Consequences of a sense of alarm

   p) Those gut feelings of alarm or reassurance, if there's something that makes me worry, that's a feeling that I feel I want do follow up on. They're alarming signals and I need to check them, I need to make sure for myself whether it's something I really need to act upon or whether I can ignore it because it's nothing serious. (N0819). It raises my state of alertness. I tend to literally sit up and start to focus more. (N0412).

   q) Those cases in which I think I have a gut feeling that it's OK, but rational arguments say it's not, I always refer those, on rational arguments, to be on the safe side.

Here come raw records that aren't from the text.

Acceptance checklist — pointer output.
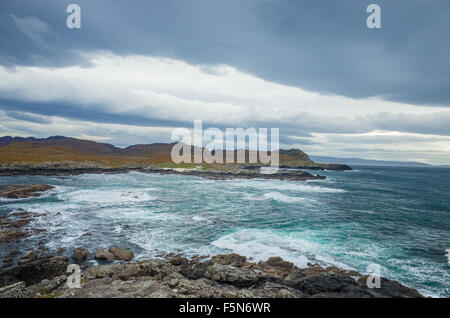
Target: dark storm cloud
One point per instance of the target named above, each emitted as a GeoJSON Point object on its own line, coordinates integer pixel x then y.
{"type": "Point", "coordinates": [319, 45]}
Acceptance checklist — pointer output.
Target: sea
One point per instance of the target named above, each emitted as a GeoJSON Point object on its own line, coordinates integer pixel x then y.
{"type": "Point", "coordinates": [391, 221]}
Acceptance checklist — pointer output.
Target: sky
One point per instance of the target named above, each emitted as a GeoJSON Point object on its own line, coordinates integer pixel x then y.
{"type": "Point", "coordinates": [136, 70]}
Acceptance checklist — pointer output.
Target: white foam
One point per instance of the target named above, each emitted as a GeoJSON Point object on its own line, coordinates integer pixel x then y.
{"type": "Point", "coordinates": [282, 186]}
{"type": "Point", "coordinates": [277, 196]}
{"type": "Point", "coordinates": [198, 218]}
{"type": "Point", "coordinates": [109, 196]}
{"type": "Point", "coordinates": [261, 244]}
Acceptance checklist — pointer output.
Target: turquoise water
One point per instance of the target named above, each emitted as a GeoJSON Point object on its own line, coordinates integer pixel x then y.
{"type": "Point", "coordinates": [396, 218]}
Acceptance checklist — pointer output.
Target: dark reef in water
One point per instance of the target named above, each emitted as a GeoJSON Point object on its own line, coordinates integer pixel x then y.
{"type": "Point", "coordinates": [238, 172]}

And cases where rational arguments say it's OK but my gut feelings say there's something wrong, I also refer, based on my gut feeling. (M0754).

Compass

   r) I had this patient presenting with tightness of the chest, not elicited by exertion, not responding to nitro, nothing in the family history except a younger brother who had some heart complaints at one stage. Apart from that, nothing at all, and yet... He didn't sweat, he seemed very well, and still I had this feeling that I didn't trust the situation. I don't know why... So it turned out he had an inferior wall infarction, and I thought: Yes, I was right! There were no clear indications of an infarction, but I just didn't trust it. And now I won't care if the next four patients I refer turn out to have nothing wrong with them. (M0638)

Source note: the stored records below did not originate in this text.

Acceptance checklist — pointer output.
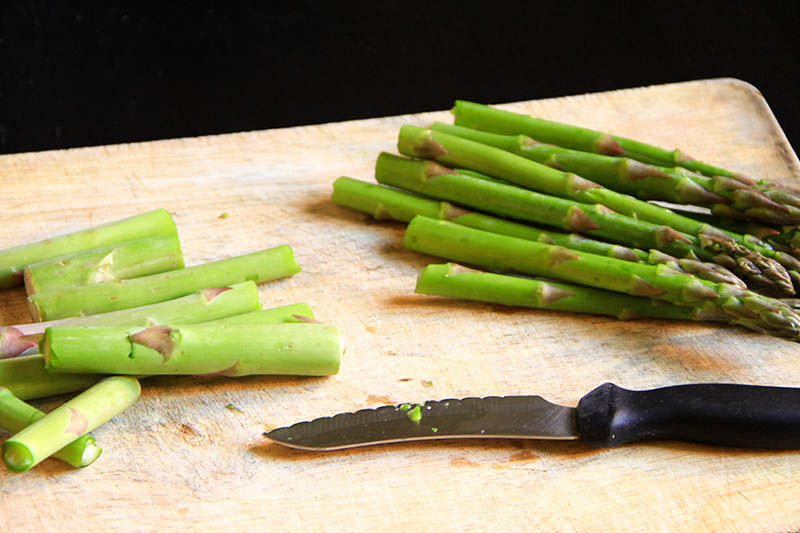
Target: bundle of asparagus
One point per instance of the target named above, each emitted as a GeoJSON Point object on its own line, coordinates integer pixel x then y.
{"type": "Point", "coordinates": [472, 197]}
{"type": "Point", "coordinates": [119, 301]}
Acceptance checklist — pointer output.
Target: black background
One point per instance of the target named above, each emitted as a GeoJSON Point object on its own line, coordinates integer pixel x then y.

   s) There's a new patient every ten minutes, right, you have to try and understand the problem presented by a patient, you have to ask questions, have the patient undress, do a physical exam, have the patient put on their clothes again, then discuss your findings, explain what you think it is and then make out a prescription and explain about the therapy or try to reassure them before getting ri... err, before getting them to leave, so to say (laughter). And all of that must be done within ten minutes, as you have thirty or thirty-five patients to see that day. So at a certain point you have to, you really need that gut feeling, or you would never get through your surgery, honestly. If you didn't have that gut feeling, you might as well give up tomorrow, I think. This sense of reassurance or alarm, which brings you to your diagnosis, if you haven't got that and always have to rely only on lists and theoretical knowledge, you'd never make it through surgery hour. (H2089).